Teneriffa wird die Insel des ewigen Frühlings genannt. Dies liegt am ganzjährig warmen und relativ konstanten Klima. Hierbei unterscheidet sich der Norden der Insel deutlich vom Süden. Im Süden der Insel ist es viel heißer und eigentlich immer sonnig. Dafür ist die Landschaft sehr karg und die Vegetation gering. Der Norden der Insel dagegen ist ab und zu wolkenverhangen, etwas kühler, aber entlohnt dies mit einem überaus üppigen Pflanzenwuchs. Dieser Unterschied zwischen Nord und Süd hat seine Ursache im höchsten Berg Spaniens. An dessen Nordseite stauen sich die vom Meer kommenden Wolken auf. Darum ist der Süden so gut wie nie bewölkt und der Norden so grün.
Teneriffa ist die größte der fünf Kanarischen Inseln, die alle vulkanischen Ursprungs sind. Obwohl es immer noch vereinzelte vulkanische Aktivitäten gibt, ist Teneriffa bei Reisenden sehr beliebt. Besonders ältere Deutsche zieht es im Ruhestand nach Teneriffa. Die große Sonnensicherheit und das sehr gesunde Klima sind nur zwei der Gründe. Neben der lockeren spanischen Lebensart existiert parallel eine deutsche Lebenskultur, aufgrund der Vielzahl an Menschen, die dort ihren Lebensabend verbringen. Während die deutschen Pensionäre hauptsächlich im Norden anzutreffen sind, ist der Süden in erster Linie das Ziel von englischen Rentnern. Die größte Anzahl an Inseleinheimischen - Canarios genannt - lebt in der Hauptstadt Teneriffas.

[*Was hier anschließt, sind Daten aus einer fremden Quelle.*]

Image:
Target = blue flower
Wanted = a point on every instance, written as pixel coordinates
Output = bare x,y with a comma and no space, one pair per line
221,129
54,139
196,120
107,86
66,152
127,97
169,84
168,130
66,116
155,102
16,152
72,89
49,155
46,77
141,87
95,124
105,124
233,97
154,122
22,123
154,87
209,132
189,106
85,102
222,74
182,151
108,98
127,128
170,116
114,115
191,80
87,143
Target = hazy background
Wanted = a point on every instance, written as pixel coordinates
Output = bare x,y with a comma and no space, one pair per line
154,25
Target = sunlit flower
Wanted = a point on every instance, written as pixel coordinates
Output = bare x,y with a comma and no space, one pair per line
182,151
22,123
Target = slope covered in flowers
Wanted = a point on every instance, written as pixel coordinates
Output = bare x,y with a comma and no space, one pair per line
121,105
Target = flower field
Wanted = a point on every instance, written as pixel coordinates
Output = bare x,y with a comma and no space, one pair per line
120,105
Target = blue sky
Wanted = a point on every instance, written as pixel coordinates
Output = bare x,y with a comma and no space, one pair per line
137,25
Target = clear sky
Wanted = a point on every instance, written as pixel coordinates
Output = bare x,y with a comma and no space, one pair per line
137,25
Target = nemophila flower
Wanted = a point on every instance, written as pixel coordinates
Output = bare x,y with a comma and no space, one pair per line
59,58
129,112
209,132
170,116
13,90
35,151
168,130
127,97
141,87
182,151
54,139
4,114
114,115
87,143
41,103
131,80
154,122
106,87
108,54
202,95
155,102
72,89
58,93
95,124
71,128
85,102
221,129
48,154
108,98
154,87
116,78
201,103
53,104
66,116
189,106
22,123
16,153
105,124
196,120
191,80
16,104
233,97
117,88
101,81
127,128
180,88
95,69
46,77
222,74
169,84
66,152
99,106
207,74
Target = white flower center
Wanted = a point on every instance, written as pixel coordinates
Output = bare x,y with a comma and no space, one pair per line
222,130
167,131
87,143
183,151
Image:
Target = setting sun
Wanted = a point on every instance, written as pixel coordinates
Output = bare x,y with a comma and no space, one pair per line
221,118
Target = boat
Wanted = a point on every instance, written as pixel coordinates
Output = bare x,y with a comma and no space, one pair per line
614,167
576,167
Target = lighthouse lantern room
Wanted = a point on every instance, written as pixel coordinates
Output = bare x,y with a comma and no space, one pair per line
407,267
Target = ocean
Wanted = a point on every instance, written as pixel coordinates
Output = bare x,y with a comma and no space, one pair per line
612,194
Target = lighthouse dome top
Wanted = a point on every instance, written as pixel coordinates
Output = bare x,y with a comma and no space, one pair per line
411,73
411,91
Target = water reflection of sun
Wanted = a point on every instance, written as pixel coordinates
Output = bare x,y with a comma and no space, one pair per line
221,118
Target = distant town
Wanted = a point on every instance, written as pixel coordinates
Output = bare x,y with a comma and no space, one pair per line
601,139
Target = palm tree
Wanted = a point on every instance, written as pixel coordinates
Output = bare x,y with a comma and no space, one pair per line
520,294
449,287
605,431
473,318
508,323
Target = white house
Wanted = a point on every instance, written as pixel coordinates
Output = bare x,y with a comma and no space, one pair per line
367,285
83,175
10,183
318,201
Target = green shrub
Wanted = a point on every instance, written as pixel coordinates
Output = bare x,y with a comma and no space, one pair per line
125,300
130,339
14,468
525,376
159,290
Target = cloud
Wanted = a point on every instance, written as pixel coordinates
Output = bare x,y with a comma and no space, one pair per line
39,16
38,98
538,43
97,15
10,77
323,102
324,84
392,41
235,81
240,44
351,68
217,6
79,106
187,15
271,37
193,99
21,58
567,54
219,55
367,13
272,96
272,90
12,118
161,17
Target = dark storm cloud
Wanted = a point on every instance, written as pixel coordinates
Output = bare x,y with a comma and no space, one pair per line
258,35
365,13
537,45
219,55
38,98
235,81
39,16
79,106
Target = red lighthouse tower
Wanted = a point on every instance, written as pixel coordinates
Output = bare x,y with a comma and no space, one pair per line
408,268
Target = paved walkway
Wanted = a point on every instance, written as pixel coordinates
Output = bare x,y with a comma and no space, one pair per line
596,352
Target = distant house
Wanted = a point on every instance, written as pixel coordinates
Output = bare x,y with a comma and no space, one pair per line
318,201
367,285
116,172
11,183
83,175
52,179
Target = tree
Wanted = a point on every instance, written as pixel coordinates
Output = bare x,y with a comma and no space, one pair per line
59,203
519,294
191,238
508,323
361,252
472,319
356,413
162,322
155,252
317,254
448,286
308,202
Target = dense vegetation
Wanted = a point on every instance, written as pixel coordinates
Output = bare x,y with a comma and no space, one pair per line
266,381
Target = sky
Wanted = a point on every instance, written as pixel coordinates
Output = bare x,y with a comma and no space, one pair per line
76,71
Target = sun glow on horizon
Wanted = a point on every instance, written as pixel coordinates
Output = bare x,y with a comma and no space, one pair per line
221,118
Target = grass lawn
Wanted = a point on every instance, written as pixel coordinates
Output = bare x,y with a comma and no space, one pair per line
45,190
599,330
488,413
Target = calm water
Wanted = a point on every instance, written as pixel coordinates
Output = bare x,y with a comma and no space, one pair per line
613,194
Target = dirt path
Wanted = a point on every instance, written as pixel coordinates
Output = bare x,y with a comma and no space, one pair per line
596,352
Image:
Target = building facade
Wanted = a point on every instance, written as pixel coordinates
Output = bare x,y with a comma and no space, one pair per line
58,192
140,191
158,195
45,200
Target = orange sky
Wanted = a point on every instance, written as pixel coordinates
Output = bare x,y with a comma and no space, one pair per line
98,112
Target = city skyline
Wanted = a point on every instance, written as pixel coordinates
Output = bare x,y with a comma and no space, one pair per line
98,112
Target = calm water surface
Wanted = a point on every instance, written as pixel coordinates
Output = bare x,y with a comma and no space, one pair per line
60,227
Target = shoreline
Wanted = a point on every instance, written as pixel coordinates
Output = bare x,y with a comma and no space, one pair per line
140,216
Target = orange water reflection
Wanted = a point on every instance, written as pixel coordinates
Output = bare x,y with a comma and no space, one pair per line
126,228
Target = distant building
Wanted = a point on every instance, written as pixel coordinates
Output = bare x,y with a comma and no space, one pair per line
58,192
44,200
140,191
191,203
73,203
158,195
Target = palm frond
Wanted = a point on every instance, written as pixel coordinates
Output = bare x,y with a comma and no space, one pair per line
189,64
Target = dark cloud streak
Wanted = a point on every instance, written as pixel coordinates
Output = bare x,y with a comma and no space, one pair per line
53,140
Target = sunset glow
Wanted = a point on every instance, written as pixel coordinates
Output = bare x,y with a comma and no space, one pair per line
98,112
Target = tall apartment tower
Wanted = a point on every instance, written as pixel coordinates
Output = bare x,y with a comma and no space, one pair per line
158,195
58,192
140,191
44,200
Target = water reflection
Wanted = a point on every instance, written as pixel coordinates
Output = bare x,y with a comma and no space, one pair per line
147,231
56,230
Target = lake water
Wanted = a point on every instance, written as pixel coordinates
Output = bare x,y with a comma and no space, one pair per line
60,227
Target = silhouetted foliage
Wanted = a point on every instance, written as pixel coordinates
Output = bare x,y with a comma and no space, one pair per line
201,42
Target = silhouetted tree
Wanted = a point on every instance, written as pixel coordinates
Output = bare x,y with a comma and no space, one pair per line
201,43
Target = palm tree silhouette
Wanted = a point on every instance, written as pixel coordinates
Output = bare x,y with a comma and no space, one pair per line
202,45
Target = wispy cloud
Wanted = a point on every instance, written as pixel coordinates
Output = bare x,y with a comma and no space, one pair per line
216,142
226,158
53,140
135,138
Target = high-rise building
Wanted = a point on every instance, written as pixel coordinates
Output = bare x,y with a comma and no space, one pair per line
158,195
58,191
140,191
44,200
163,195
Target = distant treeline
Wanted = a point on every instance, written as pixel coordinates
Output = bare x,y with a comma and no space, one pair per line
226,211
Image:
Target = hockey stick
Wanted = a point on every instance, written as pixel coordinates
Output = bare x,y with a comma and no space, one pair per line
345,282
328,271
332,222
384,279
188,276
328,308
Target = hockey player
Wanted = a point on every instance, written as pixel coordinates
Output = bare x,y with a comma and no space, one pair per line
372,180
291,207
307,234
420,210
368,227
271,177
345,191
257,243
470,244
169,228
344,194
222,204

Während der Süden der Insel durch den Flughafen und Hotelstädte dominiert wird, die um Badestrände herum erbaut wurden, ist der Norden vielfältiger. Die unangefochtene Lieblingsstadt der deutschen Pensionäre liegt direkt am Meer, hat zwei schwarze Sandstrände und ein kunstvoll gestaltetes Meeresschwimmbad. Überhaupt sind die schwarzen Sandstrände charakteristisch für Teneriffa. Sie zeugen von der vulkanischen Herkunft der Insel. Da schwarzer Sand nicht jedermanns Sache ist, wurden eigens zwei helle Sandstrände mit Wüstensand aufgeschüttet. Obwohl Teneriffa auch einen Bauboom erlebt hat und weiter zugebaut wird, gibt es immer noch grandiose Aussichten - sei es aufs Meer oder von oben auf die stark bewachsenen Talmulden.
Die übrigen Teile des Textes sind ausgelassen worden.